Il titolo alle 10,10 cede l'1,5% a 4,786 euro a fronte di un settore bancario europeo moderatamente positivo. "I target finanziari, piuttosto generici, appaiono ambiziosi e superiori alle nostre stime, commenta a caldo Marco Sallustio di Icbpi. "Resta da vedere se lo scenario macro e di mercato in netto peggioramento negli ultimi giorni favoriranno un recupero dei ricavi rispetto ai minimi degli ultimi trimestri", prosegue l'analista rinviando alla presentazione per ulteriori chiarimenti.

Addio Patti Condiviso Con Altri, Soci Stabili in Generali

"Per rendere più credibile" la riduzione dell'esposizione all'equity già quest'anno tutte le partecipazioni, tranne Generali, verranno portate al valore di mercato, ha spiegato Nagel.

La velocità delle dismissioni "dipenderà dai prezzi di mercato e da alcune condizioni visto che alcune di queste quote sono in patti di sindacato o in holding non quotate", ha detto il banchiere. E l'uscita dai patti Telco e Rcs finalizzata ad avere la piena disponibilità delle azioni avverrà secondo una logica condivisa con gli altri azionisti. Ieri una fonte vicina alla situazione aveva riferito che l'addio ai patti di sindacato delle due società avverrà già con la prima finestra disponibile di settembre.

In Generali con il 10% Mediobanca si ritiene "azionista stabile" ed è sostenitrice del piano strategico.

"Generali - ha spiegato Nagel - è una fonte di reddito e di capitale molto importante, è come se fosse un meccanismo di aumento di capitale interno. Crediamo che una parte importante dei risultati verrà con il nuovo piano che noi supportiamo".

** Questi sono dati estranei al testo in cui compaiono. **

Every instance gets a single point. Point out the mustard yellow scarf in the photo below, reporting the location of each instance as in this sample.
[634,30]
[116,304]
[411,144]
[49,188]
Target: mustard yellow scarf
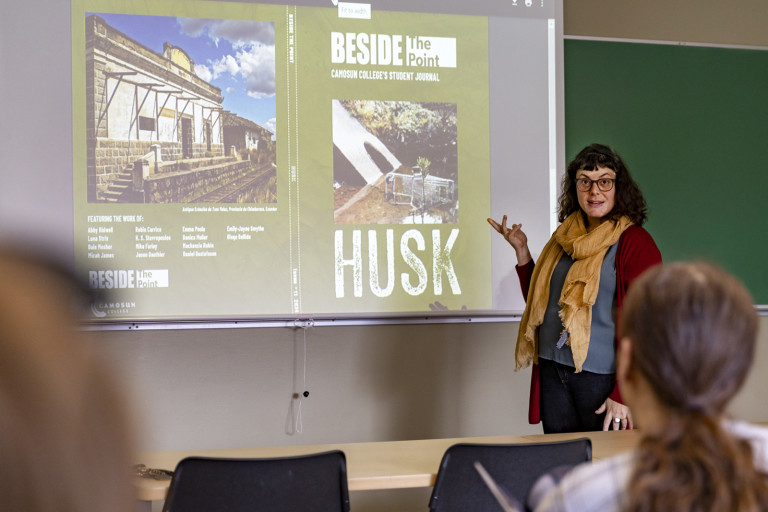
[579,290]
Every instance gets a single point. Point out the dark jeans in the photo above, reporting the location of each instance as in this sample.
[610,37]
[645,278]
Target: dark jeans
[568,400]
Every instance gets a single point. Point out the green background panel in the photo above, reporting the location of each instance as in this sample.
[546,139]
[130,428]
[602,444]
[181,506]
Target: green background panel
[692,125]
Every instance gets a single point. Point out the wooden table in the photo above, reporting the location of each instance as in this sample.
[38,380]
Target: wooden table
[372,466]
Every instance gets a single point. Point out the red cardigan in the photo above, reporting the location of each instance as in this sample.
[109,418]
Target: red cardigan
[636,252]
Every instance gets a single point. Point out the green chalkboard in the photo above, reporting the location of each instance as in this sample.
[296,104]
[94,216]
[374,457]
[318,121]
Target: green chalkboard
[692,125]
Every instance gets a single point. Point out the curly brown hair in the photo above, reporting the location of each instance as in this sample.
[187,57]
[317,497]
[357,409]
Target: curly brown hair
[693,329]
[629,198]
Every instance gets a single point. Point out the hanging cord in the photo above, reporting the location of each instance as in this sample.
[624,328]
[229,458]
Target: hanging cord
[305,324]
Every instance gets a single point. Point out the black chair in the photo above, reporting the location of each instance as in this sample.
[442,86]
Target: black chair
[515,467]
[306,483]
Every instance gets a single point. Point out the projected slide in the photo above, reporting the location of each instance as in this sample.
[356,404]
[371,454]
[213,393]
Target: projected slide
[236,161]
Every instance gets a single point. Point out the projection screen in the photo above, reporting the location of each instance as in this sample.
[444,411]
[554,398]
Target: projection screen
[210,161]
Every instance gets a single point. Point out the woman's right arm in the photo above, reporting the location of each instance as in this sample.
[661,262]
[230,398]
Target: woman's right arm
[519,241]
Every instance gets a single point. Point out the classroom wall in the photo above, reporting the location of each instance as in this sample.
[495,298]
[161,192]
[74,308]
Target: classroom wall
[222,388]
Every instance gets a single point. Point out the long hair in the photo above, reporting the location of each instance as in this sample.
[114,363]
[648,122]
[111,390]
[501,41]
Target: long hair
[66,443]
[693,329]
[629,198]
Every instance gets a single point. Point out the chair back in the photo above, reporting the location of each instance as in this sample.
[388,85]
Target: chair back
[515,467]
[306,483]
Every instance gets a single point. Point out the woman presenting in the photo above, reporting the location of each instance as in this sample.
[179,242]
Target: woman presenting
[575,291]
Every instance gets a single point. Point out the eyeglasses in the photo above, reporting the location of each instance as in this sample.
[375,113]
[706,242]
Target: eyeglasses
[585,184]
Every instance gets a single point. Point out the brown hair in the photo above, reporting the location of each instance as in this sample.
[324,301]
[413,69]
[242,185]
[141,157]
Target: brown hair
[693,329]
[65,442]
[629,198]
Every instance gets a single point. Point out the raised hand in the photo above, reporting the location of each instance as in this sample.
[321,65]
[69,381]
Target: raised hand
[516,238]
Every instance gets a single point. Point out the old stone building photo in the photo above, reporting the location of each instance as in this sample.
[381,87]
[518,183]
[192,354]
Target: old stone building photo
[158,132]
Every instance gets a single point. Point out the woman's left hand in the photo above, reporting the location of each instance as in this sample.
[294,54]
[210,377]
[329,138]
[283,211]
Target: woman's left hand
[614,410]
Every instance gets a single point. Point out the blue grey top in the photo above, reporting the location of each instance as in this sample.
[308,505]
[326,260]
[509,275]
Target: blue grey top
[601,356]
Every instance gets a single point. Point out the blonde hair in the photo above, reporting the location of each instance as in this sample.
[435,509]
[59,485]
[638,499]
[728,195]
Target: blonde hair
[65,442]
[693,329]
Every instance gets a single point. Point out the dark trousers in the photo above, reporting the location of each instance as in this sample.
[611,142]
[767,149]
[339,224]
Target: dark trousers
[568,400]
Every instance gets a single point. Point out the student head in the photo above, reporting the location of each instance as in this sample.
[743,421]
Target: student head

"Saremo molto 'supportive' nel mantenere la governance che abbiamo contribuito a migliorare in questi anni con un management team di qualità", ha aggiunto.

Piano Vede Roe Al 10-11%, Core Tier 1 Basilea 3 All'11-12%

I principali obiettivi vedono un roe a giugno 2016 del 10-11%, un Core Tier 1, calcolato secondo Basilea 3, stabile all'11-12% per tutto l'arco del piano con un payout del 40%. I ricavi bancari sono attesi a 2,1 miliardi con una crescita media ponderata annua (cagr) del 10% e un costo del rischio stabile a 150 punti base.

Cib e private banking verranno accorpati in un'unica area: per il Cib verranno potenziate le attività internazionali ed è attesa una crescita media annua dei ricavi del 10% a 1 miliardo nel 2016. Verrà avviata 'Mediobanca Alternative Asset Management' (Maam) per lo sviluppo di attività a maggior contenuto commissionale e minor assorbimento di capitale con l'obiettivo di raggiungere in cinque anni il 15% dei ricavi bancari complessivi.

Riprenderanno i finanziamenti a imprese e famiglia (cagr +5%), mentre raccolta e impieghi di tesoreria si riporteranno sui livelli pre crisi. I bond in scadenza nei prossimi 3 anni saranno rifinanziati sul mercato con particolare attenzione ai collocamenti retail (50% delle nuove emissioni) e grazie all'ampia dotazione di liquidità si rimborseranno i fondi ottenuti con i due Ltro della Bce (4,5 miliardi).

Per ciò che riguarda il retail CheBanca! genererà utili nel 2016 con una raccolta complessiva di 14 miliardi (cagr +5%) e l'aumento dei conti correnti da 120.000 a 300.000.